TAFP PERSPECTIVE
How to Teach an Old Horse New Tricks
Training of Evidence-Based Medicine Should Start on Day One of Medical School
By Gil C. Grimes, M.D.
My training as a physician has come from many places and some of the greatest trainers I have met reside not within the halls of science, but within the confines of a barn. I have learned a great deal from my horses, even more from my horse trainer/wife that is directly applicable to my practice of medicine. These lessons are timeless and they certainly apply to many fields beyond the equestrian arena where they were hard learned. In fact, these lessons are very applicable to the concerns facing family medicine.
Family medicine has always been out of place at the traditional academic medical center. One only has to return to the “Ecology of Medical Care” by Green et al (NEJM 2001;344:2001-2025) to understand why family medicine seems so foreign and so misunderstood. It is our job to try to dispel this xenophobia and make our calling and mission clear. Many bright individuals have been considering this problem for some three decades, and it still seems insurmountable. It is as if we are trying in vain to get a 1,200-pound beast to bend to our will through force. This fight cannot be won through the use of force; in fact force will surely lead to our demise. As I have learned when working with horses, if my requests are not understood, then I must change the way that I ask the question. Within the academic medical centers, family medicine must change its approach. What follows is a modest proposal to teach an old horse a new trick.
In the training of horses it is important to understand that they have the significant advantage of weight and strength.
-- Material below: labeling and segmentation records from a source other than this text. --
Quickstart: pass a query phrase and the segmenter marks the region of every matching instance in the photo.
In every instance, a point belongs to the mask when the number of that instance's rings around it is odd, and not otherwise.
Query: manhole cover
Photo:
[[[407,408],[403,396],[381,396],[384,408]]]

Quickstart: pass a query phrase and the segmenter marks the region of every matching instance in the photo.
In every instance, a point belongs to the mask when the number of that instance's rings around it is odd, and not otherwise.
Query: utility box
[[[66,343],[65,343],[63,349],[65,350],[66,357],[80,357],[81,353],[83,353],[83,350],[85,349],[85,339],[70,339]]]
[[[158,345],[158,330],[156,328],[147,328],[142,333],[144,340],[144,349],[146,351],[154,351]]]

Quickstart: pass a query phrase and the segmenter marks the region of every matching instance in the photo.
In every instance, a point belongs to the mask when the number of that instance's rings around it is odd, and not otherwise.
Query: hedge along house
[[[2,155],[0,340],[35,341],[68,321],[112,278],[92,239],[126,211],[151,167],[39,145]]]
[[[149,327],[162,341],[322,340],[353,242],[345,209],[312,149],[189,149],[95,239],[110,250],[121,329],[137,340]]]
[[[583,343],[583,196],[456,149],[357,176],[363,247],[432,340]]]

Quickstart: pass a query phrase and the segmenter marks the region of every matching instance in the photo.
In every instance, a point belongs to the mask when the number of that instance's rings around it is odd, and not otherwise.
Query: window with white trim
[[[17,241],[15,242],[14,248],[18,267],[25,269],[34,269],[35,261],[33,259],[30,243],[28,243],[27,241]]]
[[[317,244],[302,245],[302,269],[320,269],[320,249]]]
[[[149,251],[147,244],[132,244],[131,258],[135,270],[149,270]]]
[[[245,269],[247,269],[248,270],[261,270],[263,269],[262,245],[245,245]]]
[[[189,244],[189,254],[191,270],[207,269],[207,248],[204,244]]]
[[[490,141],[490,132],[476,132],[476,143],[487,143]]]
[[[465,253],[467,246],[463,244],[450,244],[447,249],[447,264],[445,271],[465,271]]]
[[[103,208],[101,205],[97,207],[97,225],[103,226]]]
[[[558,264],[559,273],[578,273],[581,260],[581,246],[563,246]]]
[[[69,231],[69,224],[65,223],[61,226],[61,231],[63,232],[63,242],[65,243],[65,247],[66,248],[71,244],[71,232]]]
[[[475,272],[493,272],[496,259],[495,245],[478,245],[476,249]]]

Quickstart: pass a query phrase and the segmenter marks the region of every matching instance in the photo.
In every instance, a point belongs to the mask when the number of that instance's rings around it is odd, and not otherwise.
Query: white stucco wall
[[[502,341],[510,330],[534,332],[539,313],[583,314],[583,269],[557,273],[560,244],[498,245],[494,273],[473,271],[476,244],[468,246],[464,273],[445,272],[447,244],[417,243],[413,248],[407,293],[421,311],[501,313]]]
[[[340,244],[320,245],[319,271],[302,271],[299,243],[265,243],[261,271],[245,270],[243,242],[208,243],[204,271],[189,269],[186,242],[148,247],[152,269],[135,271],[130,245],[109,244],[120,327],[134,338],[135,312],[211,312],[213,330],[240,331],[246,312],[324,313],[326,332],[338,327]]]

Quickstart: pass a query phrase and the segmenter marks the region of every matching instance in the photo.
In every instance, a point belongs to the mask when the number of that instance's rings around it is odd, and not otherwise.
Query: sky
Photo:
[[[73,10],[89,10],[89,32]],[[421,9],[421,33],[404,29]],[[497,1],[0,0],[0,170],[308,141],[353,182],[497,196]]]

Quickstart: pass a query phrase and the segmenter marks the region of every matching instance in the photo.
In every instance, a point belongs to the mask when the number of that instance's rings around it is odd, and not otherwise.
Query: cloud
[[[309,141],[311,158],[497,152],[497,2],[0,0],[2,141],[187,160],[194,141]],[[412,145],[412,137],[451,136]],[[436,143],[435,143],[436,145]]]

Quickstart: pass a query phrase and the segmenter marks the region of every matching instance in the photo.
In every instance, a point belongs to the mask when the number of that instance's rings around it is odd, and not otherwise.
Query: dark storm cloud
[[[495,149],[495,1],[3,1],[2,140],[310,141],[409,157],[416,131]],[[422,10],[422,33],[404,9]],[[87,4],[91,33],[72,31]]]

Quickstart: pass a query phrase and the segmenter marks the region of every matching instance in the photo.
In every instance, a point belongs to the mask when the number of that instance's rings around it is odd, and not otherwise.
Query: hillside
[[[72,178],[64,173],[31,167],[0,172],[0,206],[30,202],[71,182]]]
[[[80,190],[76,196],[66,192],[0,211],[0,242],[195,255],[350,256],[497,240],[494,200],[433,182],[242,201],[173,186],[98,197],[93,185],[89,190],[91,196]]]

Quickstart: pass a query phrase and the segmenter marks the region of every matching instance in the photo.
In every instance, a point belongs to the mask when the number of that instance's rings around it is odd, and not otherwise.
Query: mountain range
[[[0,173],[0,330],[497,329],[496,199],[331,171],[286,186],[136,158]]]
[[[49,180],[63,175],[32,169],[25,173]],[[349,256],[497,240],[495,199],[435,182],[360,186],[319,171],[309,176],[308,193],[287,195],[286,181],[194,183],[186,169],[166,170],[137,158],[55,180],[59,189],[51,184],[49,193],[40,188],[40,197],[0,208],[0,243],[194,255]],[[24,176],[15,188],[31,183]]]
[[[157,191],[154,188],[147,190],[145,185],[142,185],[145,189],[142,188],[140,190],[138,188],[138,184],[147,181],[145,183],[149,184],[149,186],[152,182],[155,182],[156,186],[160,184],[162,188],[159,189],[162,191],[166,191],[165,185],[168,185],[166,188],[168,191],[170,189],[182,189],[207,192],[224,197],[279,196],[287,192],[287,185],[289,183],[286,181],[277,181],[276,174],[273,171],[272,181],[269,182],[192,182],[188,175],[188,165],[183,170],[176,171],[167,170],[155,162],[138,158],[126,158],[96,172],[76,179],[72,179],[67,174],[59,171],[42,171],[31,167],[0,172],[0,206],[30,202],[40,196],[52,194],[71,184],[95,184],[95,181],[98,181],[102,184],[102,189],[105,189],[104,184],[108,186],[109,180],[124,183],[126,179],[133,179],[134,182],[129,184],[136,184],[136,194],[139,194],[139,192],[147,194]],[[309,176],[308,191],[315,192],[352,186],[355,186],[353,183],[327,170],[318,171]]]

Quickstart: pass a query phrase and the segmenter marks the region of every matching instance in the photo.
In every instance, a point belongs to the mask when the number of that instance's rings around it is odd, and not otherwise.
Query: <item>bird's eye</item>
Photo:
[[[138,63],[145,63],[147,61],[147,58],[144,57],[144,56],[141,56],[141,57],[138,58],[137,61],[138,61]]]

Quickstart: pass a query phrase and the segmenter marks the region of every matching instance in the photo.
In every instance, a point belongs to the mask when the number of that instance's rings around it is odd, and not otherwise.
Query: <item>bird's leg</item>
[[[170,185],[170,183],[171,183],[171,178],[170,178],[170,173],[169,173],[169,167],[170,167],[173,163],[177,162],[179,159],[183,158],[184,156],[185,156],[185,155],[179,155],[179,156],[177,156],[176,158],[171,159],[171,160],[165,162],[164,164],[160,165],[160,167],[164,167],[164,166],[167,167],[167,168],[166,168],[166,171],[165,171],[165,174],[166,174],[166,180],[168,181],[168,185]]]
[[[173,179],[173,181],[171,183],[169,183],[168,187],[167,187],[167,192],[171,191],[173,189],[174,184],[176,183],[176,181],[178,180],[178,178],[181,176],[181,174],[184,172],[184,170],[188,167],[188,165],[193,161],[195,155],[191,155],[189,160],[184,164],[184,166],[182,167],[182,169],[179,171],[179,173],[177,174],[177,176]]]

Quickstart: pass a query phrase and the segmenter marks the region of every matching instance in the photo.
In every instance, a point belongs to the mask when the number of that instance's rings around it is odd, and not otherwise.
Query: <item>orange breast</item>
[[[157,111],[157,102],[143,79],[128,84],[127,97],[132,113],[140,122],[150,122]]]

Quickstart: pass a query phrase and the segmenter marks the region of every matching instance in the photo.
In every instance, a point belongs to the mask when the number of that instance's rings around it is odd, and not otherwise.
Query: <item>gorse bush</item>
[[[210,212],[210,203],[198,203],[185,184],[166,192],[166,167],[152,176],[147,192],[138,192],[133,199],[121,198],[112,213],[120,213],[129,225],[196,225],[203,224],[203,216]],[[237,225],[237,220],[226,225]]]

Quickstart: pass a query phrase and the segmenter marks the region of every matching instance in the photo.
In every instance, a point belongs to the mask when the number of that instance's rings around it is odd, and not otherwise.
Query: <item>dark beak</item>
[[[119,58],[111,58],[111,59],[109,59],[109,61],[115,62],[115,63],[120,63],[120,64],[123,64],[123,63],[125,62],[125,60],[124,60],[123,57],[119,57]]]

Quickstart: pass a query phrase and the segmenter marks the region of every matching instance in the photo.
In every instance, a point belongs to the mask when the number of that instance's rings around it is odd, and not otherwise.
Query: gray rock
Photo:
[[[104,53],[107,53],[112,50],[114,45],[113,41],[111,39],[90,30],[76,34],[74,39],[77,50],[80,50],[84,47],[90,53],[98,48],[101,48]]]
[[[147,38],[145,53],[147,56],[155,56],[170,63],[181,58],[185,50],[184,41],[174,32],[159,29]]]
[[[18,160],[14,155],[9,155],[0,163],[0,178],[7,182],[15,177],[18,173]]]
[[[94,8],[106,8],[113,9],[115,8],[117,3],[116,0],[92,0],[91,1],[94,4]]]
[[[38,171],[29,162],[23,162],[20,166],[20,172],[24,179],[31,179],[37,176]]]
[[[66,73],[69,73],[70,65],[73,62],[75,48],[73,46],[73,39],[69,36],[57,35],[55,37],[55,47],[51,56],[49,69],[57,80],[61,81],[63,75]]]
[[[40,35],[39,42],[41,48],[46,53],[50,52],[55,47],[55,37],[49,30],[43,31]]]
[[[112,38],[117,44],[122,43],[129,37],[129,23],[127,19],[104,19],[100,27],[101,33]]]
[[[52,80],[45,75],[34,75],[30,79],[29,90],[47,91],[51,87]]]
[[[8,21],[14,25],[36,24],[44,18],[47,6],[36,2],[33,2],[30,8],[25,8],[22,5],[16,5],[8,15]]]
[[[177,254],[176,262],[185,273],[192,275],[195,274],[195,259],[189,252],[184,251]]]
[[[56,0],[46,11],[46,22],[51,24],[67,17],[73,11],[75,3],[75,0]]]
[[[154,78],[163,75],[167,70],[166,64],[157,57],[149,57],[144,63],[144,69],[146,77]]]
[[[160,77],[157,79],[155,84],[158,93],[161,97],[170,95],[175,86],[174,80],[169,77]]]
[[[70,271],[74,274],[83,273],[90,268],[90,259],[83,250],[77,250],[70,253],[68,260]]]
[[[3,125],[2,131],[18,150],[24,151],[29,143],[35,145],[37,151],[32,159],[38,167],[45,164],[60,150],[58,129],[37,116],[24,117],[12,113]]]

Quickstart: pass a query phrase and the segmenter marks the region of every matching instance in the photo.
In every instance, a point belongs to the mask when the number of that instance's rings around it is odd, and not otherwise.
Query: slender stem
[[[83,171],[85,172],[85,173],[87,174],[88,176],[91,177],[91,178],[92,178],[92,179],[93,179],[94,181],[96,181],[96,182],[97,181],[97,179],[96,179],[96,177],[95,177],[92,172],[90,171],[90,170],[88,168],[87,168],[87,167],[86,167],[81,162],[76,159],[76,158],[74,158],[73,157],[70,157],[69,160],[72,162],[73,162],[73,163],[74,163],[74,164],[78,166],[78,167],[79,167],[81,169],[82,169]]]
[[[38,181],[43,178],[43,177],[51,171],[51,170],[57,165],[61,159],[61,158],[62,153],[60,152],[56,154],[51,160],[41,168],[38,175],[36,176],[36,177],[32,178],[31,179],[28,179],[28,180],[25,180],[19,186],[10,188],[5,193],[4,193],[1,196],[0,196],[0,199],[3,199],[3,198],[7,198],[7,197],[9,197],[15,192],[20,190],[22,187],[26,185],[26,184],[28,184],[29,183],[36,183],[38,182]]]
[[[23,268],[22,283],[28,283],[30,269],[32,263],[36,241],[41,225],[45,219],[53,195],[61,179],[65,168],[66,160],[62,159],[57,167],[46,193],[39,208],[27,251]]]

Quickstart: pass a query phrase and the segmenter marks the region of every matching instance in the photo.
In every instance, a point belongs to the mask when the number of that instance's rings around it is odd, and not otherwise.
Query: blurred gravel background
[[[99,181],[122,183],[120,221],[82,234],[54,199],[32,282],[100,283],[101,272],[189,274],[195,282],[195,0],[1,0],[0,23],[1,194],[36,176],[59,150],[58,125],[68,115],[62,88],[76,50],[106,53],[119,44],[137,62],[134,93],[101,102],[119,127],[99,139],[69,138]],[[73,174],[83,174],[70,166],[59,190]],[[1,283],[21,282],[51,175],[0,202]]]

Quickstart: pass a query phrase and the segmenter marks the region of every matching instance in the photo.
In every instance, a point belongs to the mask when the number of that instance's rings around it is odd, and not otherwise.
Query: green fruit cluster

Their basic defense mechanism is flight. To train the horse we must understand the horse’s world, then apply non-threatening change to that environment in order to encourage the behavior we are seeking. Very similar processes are present within the academic medical centers. There is a real tendency to flight, the closing of ranks to avoid change out of fear. As in equestrian training, gentle change can be obtained through a subtle alteration of the environment. The same holds true in the academic environment. This environmental change takes place through our students. When the change comes in this manner, from the ground up, it is not considered a threat; rather it seems to be a natural maturation of the learning environment. Evidence-based medicine offers the opportunity to change the learning environment in a subtle way that will lead to positive changes in the academic environment.
The key to this change is to make evidence-based medicine an integral part of medical education, and this is a great opportunity for family medicine to become an agent for that change. Family medicine has embraced evidence-based medicine in a way that few other disciplines have. It is clear that evidence-based medicine is a paradigm shift; it will change the way that medicine is practiced in the future. In this context, family medicine should assume a lead role in the teaching of evidence-based medicine to our learners. This begins with the first day of medical school and continues throughout the full four years.
The first contact for students with evidence-based medicine within the Texas A&M College of Medicine occurs through e-mail to first-year students. On a daily basis these students receive the Daily InfoPOEMSTM, affording them an opportunity to begin thinking about outcomes from day one. The students make the connection early on that family medicine is interested in outcomes that matter to our patients. It is important to make evidence-based medicine an ever-present part of the student’s life, making it an integral component of how they think about medicine, and it should start during the pre-clinical years. This concept also helps breathe life into the dry and seemingly unimportant courses in biostatistics and epidemiology. Family medicine should embrace these courses and bring to them clinical context. Remember that during the first two years, students hunger for clinical application of all the science that they are learning. By introducing clinical views, these courses can come to life for the students. These go from being boring and distant to immediate and compelling.
The clinical years allow for the fine-tuning of evidence-based medicine concepts taught pre-clinically. During these years family medicine must continue to provide the conceptual framework of evidence-based medicine to the students with every interaction. Through demonstration of the applicability of evidence-based medicine, our students can become information masters and as such their approach to every aspect of medicine will be altered. By integrating this basic approach to medicine, the students become the agents of change within the academic setting. If every student who approaches the third year has had a strong foundation in evidence-based medicine, has been exposed to the concept of outcomes that matter, change cannot be avoided. Yes there will be some turbulence along the way, but in the words of my horse trainer, “Pay it no mind.”
Through this approach something as small as a human can affect change in an animal as large as a horse. This is change that will extend beyond the academic centers, and in time will lead to a change in the practice of medicine for all physicians. This is the gift that we have to offer, the gift to our field, to our students and to our patients. It is change without force, change without fear. Embrace this challenge; commit yourself to change the way students look at medicine. Through this work, we can regenerate our discipline, stay true to our values and improve the care that our patients receive.
Dr. Gil C. Grimes is an assistant professor at the Texas A&M University College of Medicine, and he practices medicine at the Scott & White Killeen Clinic in Killeen, Texas.